Antwoord op vragen 9 tot en met 51:
Door het grote aantal vragen en het feit dat vanwege de ICT-verstoring bij het OM
op 17 juli jl. nog niet alle systemen door alle ketenpartners even goed te raadplegen
zijn, duurt het langer dan gebruikelijk om deze vragen te beantwoorden. Ik zeg uw
Kamer toe de beantwoording van deze vragen op te nemen bij de beantwoording van de
vragen over de ontwerpbegroting van 2026.
Vraag (52):
Hoeveel mensen zitten er op dit moment in detentie vanwege veroordeling van verkrachting?
Antwoord:
Per 21 september 2025 zijn er 335 onherroepelijk veroordeelde personen in het gevangeniswezen
gedetineerd op grond van wetsartikelen die betrekking hebben op verkrachting.

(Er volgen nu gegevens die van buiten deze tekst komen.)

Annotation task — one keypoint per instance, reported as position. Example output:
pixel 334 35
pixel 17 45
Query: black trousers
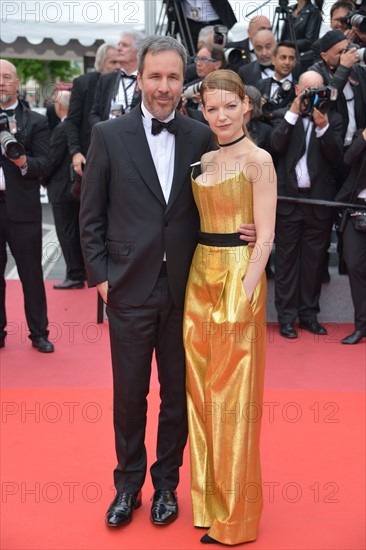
pixel 135 333
pixel 301 241
pixel 66 216
pixel 354 254
pixel 25 243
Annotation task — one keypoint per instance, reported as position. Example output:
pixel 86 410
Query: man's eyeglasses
pixel 204 60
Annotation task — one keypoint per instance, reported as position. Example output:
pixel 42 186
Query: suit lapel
pixel 134 139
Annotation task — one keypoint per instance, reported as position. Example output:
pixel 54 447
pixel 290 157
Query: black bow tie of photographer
pixel 8 127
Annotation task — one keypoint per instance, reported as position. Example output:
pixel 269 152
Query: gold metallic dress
pixel 224 338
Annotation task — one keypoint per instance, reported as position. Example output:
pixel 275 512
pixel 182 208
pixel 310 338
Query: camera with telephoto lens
pixel 321 98
pixel 190 91
pixel 356 18
pixel 273 103
pixel 12 148
pixel 220 35
pixel 361 52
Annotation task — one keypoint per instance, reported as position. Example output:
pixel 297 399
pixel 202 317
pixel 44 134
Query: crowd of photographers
pixel 307 108
pixel 307 96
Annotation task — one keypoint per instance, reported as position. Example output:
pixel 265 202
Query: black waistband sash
pixel 221 239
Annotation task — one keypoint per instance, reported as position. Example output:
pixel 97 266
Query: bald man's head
pixel 9 83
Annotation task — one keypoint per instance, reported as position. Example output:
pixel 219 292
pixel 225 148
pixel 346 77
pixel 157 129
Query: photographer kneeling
pixel 354 233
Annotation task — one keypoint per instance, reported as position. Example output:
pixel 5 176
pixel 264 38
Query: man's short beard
pixel 4 98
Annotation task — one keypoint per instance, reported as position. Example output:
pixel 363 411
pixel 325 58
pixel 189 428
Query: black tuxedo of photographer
pixel 354 241
pixel 302 231
pixel 65 207
pixel 21 221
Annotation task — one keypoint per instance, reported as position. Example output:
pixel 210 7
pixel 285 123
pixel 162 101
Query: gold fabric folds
pixel 224 337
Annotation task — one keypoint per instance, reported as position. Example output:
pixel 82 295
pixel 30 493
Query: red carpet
pixel 57 452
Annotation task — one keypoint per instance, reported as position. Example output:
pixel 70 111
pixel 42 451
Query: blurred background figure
pixel 119 87
pixel 264 43
pixel 65 206
pixel 354 240
pixel 77 125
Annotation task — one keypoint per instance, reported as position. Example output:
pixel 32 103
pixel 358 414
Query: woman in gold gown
pixel 224 319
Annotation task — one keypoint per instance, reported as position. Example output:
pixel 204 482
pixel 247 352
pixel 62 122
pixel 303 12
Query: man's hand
pixel 21 161
pixel 348 58
pixel 320 119
pixel 102 288
pixel 248 233
pixel 295 105
pixel 78 161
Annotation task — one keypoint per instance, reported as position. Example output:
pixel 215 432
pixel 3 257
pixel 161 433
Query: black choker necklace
pixel 231 142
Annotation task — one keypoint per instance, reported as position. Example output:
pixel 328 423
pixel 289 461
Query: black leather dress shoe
pixel 43 345
pixel 288 330
pixel 206 539
pixel 121 510
pixel 164 509
pixel 355 337
pixel 313 326
pixel 68 284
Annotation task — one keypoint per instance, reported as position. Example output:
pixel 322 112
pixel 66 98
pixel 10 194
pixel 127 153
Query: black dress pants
pixel 354 253
pixel 25 243
pixel 301 245
pixel 66 216
pixel 135 333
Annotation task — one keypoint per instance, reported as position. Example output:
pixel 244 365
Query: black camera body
pixel 321 98
pixel 356 18
pixel 12 148
pixel 220 35
pixel 277 102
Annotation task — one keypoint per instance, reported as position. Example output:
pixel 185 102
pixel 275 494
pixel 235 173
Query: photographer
pixel 209 58
pixel 307 146
pixel 354 240
pixel 306 20
pixel 279 91
pixel 24 160
pixel 339 68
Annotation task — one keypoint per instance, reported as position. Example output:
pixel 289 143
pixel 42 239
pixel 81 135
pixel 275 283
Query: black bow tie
pixel 157 126
pixel 9 112
pixel 130 76
pixel 265 67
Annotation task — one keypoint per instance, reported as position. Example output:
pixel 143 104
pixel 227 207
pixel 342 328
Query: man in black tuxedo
pixel 65 206
pixel 264 43
pixel 119 87
pixel 306 148
pixel 139 227
pixel 20 207
pixel 77 124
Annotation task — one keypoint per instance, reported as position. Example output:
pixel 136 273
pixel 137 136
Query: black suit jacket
pixel 288 142
pixel 107 90
pixel 355 157
pixel 126 225
pixel 22 192
pixel 60 181
pixel 78 128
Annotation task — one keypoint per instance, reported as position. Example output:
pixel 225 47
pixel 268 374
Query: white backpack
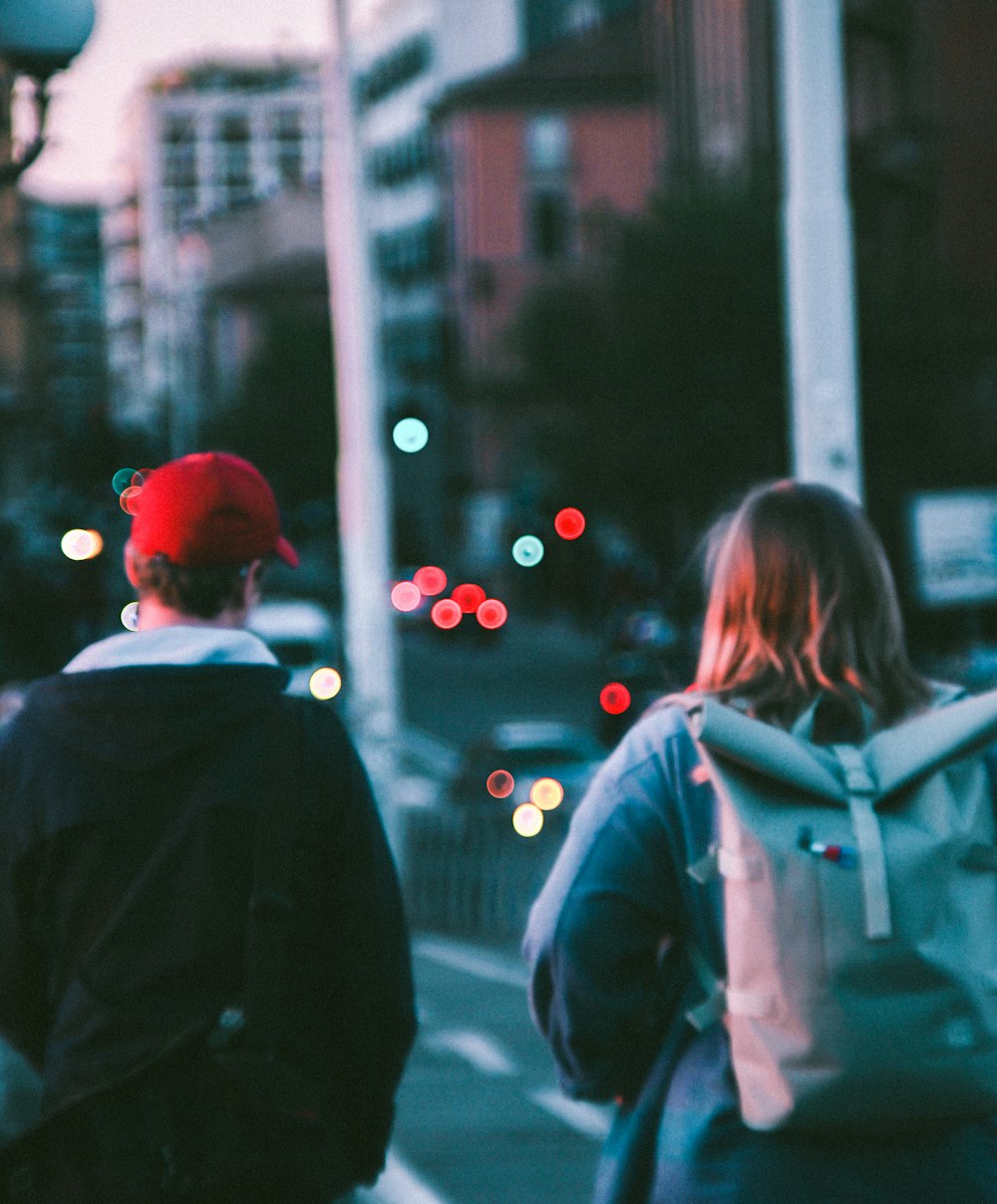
pixel 859 915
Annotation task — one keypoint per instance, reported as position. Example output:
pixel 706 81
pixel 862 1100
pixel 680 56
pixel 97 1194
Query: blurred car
pixel 525 751
pixel 301 635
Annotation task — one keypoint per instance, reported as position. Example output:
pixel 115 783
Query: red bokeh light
pixel 430 579
pixel 129 498
pixel 406 596
pixel 469 597
pixel 499 784
pixel 614 699
pixel 493 613
pixel 446 613
pixel 569 522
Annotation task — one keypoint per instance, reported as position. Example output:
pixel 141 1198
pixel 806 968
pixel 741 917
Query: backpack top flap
pixel 894 757
pixel 764 748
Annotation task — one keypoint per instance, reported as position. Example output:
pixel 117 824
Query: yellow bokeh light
pixel 546 793
pixel 325 683
pixel 80 544
pixel 527 819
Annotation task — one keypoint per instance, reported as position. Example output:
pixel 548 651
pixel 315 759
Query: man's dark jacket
pixel 128 808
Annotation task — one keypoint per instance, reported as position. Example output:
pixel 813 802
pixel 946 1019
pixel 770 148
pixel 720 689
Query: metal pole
pixel 818 252
pixel 363 483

Per 1 juli 2025 is een nieuw Wetboek van Strafrecht inwerking getreden, waarbij wijzigingen
zijn opgetreden in de nummering van de wetsartikelen van zedendelicten.
Uit het bronsysteem van DJI is het niet goed mogelijk om onderscheid te maken tussen
het oude en nieuwe Wetboek van Strafrecht.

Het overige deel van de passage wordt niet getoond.